There has never been such bad data released concerning consumption and investments.
In both cases, there was a 10.9 percent decrease in the second quarter. Only so-called net exports helped the GDP grow — not because Polish companies sold more to foreign markets, but because imports to Poland decreased more slowly than exports.
On the other hand, compared to other countries, the Polish economy is not doing so poorly. The country’s recession is fairly mild in comparison and consumption has begun to rebuild itself after the loosening of restrictions in May. Even decreases in investments are lower than expected due to the force of inertia to fulfill previously accepted projects.
The chief economist of Bank Millenium, Grzegorz Maliszewski, explained that one of the main reasons for these positive aspects was the large scale of the government’s stimulus packages and the structure of the Polish economy, in which the most affected industries do not play a leading role.
The government packages helped maintain demand due to the fact that unemployment growth was minimal, as the billions of Polish złotys pumped into companies helped avoid mass layoffs of workers.
“This had a positive impact on moods in households. Of course, the mood became worse but was not so bad that people were discouraged from shopping. It was the fulfillment of delayed supply which began to increase consumption,” Maliszewski said.
The other factor, the structure of Poland’s economy, was also beneficial to the country.
Tourism was one of the sectors most hit by the pandemic. It suffered a 78.4 percent decrease compared to 2019. This explains why countries that relied on their tourism sector are suffering much more than the Poland.

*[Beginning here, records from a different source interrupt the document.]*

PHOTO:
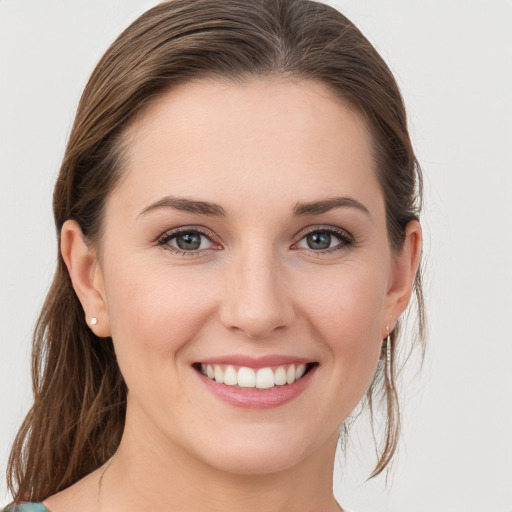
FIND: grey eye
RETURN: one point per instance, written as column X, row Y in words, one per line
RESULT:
column 189, row 241
column 320, row 240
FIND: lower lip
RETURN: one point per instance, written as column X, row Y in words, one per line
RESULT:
column 251, row 398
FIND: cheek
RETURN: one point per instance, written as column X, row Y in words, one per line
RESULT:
column 154, row 312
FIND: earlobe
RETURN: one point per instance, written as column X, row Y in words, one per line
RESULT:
column 86, row 275
column 404, row 268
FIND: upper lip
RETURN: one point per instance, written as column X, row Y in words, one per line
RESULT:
column 256, row 362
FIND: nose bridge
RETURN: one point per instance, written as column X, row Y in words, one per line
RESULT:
column 255, row 300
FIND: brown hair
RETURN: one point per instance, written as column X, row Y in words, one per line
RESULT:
column 77, row 418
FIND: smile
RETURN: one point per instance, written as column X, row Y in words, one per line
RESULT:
column 258, row 378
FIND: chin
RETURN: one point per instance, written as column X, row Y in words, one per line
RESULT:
column 259, row 453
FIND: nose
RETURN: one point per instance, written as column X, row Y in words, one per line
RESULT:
column 256, row 299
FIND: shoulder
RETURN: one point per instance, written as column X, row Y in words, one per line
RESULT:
column 26, row 507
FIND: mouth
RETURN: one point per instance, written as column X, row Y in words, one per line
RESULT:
column 245, row 377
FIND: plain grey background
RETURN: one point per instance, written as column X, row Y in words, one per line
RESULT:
column 453, row 62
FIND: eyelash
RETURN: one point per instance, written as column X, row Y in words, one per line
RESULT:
column 346, row 240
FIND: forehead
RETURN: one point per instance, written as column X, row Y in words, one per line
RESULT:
column 262, row 138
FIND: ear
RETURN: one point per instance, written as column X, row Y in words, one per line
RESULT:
column 403, row 272
column 86, row 275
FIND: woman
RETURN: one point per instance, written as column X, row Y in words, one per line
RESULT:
column 237, row 213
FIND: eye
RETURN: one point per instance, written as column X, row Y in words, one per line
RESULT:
column 325, row 239
column 186, row 241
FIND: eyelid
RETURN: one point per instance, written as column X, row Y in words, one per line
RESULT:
column 164, row 238
column 346, row 238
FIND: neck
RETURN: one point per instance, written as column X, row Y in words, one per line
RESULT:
column 143, row 476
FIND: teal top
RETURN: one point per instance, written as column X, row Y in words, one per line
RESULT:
column 26, row 507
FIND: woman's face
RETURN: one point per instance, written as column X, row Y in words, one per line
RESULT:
column 246, row 238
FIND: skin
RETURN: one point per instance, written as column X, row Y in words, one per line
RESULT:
column 256, row 288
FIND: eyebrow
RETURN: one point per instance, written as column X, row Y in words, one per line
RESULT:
column 318, row 207
column 187, row 205
column 215, row 210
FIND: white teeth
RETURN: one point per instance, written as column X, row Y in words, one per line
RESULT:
column 280, row 376
column 264, row 378
column 290, row 375
column 245, row 377
column 300, row 371
column 219, row 375
column 230, row 376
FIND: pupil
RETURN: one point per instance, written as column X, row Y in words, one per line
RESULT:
column 189, row 241
column 320, row 240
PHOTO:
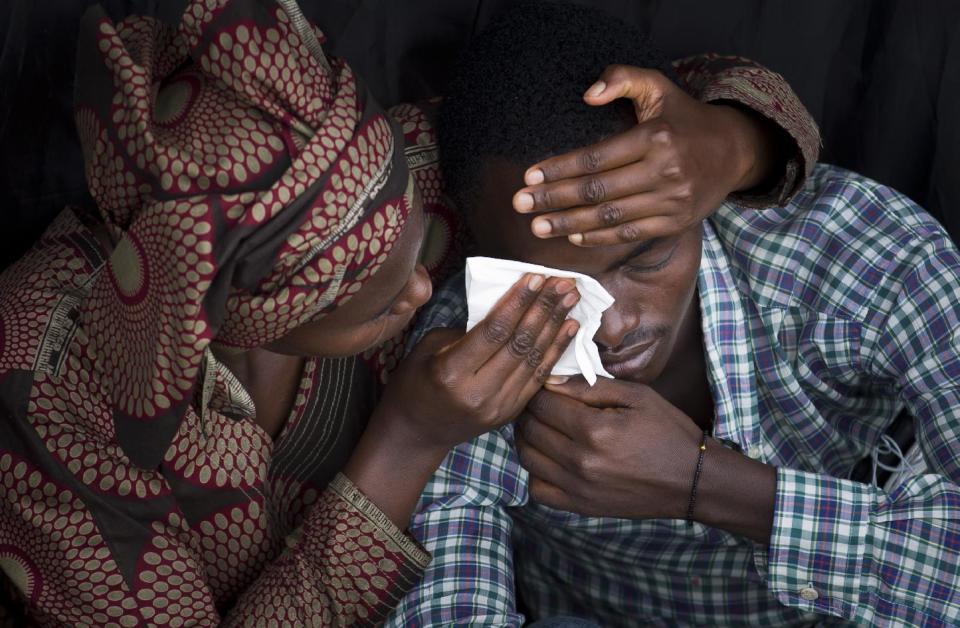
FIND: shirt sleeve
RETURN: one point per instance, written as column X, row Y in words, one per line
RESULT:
column 346, row 565
column 713, row 78
column 853, row 550
column 462, row 520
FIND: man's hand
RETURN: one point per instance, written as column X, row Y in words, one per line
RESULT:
column 669, row 172
column 455, row 386
column 614, row 450
column 619, row 449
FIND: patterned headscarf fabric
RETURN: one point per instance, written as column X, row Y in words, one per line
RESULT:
column 250, row 186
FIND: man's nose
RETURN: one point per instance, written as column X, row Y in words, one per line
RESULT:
column 615, row 326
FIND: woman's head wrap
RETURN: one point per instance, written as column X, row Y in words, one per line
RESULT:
column 250, row 185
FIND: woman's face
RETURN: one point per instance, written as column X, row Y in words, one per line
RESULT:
column 378, row 311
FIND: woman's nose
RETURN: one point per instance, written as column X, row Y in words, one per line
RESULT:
column 418, row 291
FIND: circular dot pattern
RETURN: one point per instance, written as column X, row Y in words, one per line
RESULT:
column 54, row 534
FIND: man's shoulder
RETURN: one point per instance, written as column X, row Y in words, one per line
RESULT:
column 841, row 239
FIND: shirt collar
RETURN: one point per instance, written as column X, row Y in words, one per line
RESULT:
column 727, row 345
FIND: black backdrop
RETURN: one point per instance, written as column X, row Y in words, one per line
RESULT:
column 882, row 77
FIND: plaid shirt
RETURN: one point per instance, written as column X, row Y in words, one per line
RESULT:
column 821, row 321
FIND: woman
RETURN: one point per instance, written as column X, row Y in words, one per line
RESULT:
column 188, row 433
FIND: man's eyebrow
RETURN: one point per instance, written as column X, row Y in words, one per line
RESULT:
column 641, row 248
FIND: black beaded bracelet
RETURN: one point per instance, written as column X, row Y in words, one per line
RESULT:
column 696, row 479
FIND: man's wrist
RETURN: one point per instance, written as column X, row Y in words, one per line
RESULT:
column 736, row 493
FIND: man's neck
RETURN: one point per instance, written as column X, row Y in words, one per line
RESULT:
column 683, row 381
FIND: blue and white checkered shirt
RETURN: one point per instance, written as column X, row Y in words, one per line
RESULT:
column 821, row 321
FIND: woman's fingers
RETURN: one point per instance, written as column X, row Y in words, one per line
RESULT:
column 634, row 231
column 527, row 347
column 496, row 329
column 596, row 189
column 646, row 88
column 613, row 152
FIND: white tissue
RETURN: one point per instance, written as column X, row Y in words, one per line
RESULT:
column 487, row 280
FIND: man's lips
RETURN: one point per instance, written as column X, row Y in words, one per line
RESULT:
column 625, row 362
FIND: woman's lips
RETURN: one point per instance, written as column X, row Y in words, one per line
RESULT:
column 625, row 363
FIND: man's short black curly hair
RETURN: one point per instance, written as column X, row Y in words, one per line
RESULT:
column 517, row 90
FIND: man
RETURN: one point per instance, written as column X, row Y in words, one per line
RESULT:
column 758, row 355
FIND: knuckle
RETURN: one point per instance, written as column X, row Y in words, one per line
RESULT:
column 534, row 357
column 560, row 223
column 440, row 374
column 610, row 215
column 520, row 343
column 589, row 160
column 592, row 190
column 663, row 134
column 475, row 402
column 495, row 332
column 672, row 169
column 684, row 192
column 617, row 73
column 547, row 300
column 628, row 232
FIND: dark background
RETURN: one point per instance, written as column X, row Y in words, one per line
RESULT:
column 881, row 77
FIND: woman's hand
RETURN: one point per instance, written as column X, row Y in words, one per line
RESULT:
column 669, row 172
column 455, row 386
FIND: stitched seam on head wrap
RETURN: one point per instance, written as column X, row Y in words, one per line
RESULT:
column 306, row 32
column 370, row 190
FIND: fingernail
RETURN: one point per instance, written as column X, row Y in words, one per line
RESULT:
column 596, row 89
column 523, row 202
column 542, row 227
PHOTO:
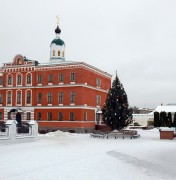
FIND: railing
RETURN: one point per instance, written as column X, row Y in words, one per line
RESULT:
column 11, row 134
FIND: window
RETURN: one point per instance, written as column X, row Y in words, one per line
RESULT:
column 72, row 77
column 19, row 80
column 58, row 52
column 1, row 98
column 39, row 116
column 60, row 116
column 72, row 97
column 49, row 97
column 28, row 98
column 39, row 99
column 61, row 77
column 9, row 98
column 98, row 100
column 61, row 97
column 29, row 79
column 98, row 82
column 50, row 78
column 10, row 80
column 39, row 79
column 85, row 116
column 0, row 115
column 18, row 97
column 9, row 115
column 28, row 116
column 72, row 116
column 49, row 116
column 1, row 81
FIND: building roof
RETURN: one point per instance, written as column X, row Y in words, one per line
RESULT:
column 167, row 108
column 58, row 41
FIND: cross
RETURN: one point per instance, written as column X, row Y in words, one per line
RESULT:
column 58, row 19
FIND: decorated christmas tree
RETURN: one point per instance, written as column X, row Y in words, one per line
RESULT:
column 115, row 111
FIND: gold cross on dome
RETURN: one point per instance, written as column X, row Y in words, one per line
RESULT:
column 58, row 19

A similar issue occurred in the automotive industry and economies which relied on it. Even in Poland, the production of cars dropped from 30,000 to 40,000in a normal month to just 400 in April 2020.

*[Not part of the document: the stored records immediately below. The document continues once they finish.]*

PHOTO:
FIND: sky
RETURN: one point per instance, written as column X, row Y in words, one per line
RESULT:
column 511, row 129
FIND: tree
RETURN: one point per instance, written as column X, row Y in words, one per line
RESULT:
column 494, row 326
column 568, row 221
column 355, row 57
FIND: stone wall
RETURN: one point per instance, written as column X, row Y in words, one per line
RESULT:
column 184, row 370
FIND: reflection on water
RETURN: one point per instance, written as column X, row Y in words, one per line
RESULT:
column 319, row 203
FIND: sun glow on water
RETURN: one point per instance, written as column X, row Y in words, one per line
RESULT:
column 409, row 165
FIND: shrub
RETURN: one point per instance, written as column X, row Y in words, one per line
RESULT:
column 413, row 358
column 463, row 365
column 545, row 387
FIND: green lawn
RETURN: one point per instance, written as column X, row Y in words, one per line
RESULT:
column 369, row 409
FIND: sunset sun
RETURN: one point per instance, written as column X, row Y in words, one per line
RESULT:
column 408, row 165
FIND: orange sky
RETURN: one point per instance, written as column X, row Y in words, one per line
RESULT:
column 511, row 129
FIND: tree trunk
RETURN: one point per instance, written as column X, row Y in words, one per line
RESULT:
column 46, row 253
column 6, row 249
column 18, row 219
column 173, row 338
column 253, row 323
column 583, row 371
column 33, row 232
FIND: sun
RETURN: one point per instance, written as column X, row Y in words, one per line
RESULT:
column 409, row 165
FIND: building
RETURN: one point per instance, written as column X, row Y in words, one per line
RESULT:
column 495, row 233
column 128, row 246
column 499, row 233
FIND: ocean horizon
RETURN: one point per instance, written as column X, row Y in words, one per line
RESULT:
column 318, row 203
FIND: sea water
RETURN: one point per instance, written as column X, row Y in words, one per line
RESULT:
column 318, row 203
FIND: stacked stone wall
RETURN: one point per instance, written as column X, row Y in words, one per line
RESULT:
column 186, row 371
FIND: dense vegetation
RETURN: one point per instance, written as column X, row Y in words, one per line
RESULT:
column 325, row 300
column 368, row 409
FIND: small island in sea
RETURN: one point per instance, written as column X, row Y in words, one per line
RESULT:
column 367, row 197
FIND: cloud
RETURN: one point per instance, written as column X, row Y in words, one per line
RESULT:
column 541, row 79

Experts agree on one conclusion, in particular, given the data for the second quarter, which is that there will not be another mass lockdown. The belief that there will not be a lockdown is not due to optimistic scenarios concerning the pandemic’s development either.
Simply put, Poland cannot afford another lockdown – local restrictions are more likely, which the government is already implementing through establishing yellow and red zones where infections are highest.